WASHINGTON - Mar 22/06 - SNS -- Paper barriers exist to effective rail competition in the United States, asserts the National Grain and Feed Association (NGFA), and it is time for the Surface Transportation Board (STB) to resolve these problems.

In a statement submitted to the agency, the NGFA supported a petition by the Western Coal Traffic League to conduct such a rulemaking.

The rulemaking would focus on situations in which Class I railroads - the nation's major carriers - that enter into agreements to sell or lease rail lines include provisions restricting the ability of the purchasing carrier - most often a short line railroad - to interchange traffic through connections with other carriers with alternate routes that compete against the Class I carrier selling or leasing the tracks.

In soliciting comments on whether to initiate a rulemaking, the STB noted that larger railroads since enactment of the Staggers Rail Act of 1980 had sold or leased many rail lines to small, newly created short line carriers.

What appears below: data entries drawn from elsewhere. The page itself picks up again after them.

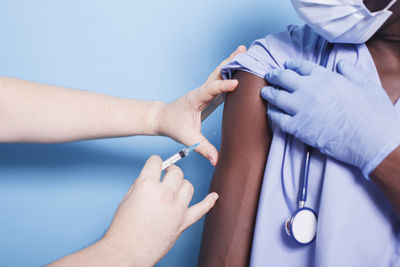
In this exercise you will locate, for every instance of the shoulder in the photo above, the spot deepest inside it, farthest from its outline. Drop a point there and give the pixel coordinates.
(272, 51)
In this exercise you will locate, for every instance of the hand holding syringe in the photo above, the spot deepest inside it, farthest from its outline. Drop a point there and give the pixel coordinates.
(178, 156)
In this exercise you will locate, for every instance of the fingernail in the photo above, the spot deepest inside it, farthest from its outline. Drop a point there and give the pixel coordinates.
(215, 196)
(288, 64)
(242, 48)
(234, 82)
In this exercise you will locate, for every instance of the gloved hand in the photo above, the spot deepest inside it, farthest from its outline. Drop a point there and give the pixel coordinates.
(344, 115)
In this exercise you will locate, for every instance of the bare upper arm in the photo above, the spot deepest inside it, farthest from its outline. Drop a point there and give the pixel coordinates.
(245, 144)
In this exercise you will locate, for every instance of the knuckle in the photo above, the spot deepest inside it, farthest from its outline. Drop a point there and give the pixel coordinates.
(189, 186)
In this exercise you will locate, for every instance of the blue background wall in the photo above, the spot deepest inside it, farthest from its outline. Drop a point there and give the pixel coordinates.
(56, 199)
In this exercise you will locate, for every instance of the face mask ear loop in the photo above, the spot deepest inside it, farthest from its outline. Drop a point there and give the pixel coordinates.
(390, 4)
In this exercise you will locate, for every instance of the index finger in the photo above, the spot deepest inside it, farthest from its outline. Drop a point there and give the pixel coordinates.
(303, 67)
(152, 168)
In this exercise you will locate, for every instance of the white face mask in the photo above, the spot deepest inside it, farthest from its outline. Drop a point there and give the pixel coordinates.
(342, 21)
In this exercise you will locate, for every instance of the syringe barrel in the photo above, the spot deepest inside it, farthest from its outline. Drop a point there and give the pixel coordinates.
(171, 160)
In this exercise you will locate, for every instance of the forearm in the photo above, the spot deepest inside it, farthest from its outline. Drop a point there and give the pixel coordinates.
(387, 177)
(228, 229)
(33, 112)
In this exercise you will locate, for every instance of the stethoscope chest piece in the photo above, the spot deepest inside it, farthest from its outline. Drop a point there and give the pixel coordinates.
(302, 226)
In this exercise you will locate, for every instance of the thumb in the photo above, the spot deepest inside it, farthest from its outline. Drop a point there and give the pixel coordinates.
(200, 209)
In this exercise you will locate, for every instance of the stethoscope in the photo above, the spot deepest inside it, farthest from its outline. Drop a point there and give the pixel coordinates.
(302, 225)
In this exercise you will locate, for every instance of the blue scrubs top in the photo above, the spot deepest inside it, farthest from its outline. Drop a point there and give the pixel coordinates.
(356, 224)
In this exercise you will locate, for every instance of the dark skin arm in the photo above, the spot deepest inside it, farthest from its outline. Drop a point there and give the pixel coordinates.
(387, 177)
(246, 138)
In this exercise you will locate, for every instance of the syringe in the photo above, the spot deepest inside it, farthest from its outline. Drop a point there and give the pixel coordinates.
(178, 156)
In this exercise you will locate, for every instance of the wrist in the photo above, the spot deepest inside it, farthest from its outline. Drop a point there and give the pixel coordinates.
(112, 254)
(153, 119)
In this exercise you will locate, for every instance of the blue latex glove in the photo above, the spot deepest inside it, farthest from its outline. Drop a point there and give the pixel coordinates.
(344, 115)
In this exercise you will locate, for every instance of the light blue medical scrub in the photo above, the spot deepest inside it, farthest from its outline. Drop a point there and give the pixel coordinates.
(356, 224)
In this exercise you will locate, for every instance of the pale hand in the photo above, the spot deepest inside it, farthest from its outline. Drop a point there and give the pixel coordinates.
(181, 119)
(152, 216)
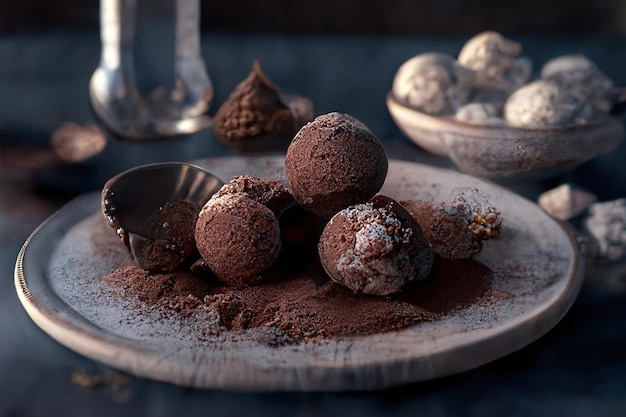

Some of these lease or sale agreements have had so-called "paper-barrier" provisions that limit the ability of the short line carrier to interchange traffic with connecting carriers that could provide competitive alternative service.


Challenge Paper Barriers

In its petition, the western coal organization asserted, among other things, that restrictions on these provisions should cover both pre-existing traffic and new traffic; that unreasonable paper barriers should be subject to challenge by shippers and short lines; and that a rebuttable presumption that a paper barrier is unreasonable should be established under various conditions, such as if it lasts longer than five years.

In its statement to the STB supporting a rulemaking proceeding to address this issue, the NGFA pointed out that such paper barriers may be detrimental to shippers served by short line carriers by:

* restricting or prohibiting short line carriers from hauling traffic over competitive routes;

* subjecting the short line carrier's traffic to potentially higher rates by foreclosing the possibility of using potentially lower-rate competitive routes;

* limiting the ability of short line railroads to receive an adequate and timely supply of cars, since they depend for car supply on the connections of the Class I railroad selling or leasing the line. The NGFA noted that this issue is relevant particularly to the grain, feed and grain processing industry, where smaller facilities often rely on Class I carriers for car supply; and

* compelling short line rail traffic to move over routes that are more congested than alternative routes of another carrier that might be available were it not for the existence of paper barriers.


Costs Outweigh Indirect Benefits

The NGFA's statement also recognized that paper barriers may provide some "indirect benefits" to rail customers by inducing large railroads to sell or lease branch lines or other properties while those properties are in sufficiently sound physical condition to handle traffic without major rehabilitation expenses, rather than simply allowing them to deteriorate with the goal of abandonment.

However, the NGFA stated that "even if paper barriers may help preserve some trackage for continued use, it does not necessarily follow that paper barriers imposed as a condition of track sale or lease should be continued in perpetuity…;there may come a time when they outlive their economic justification.

"A rulemaking is an appropriate method for the (STB) to consider whether, or under what circumstances, if any, paper barriers should be permitted," the NGFA concluded.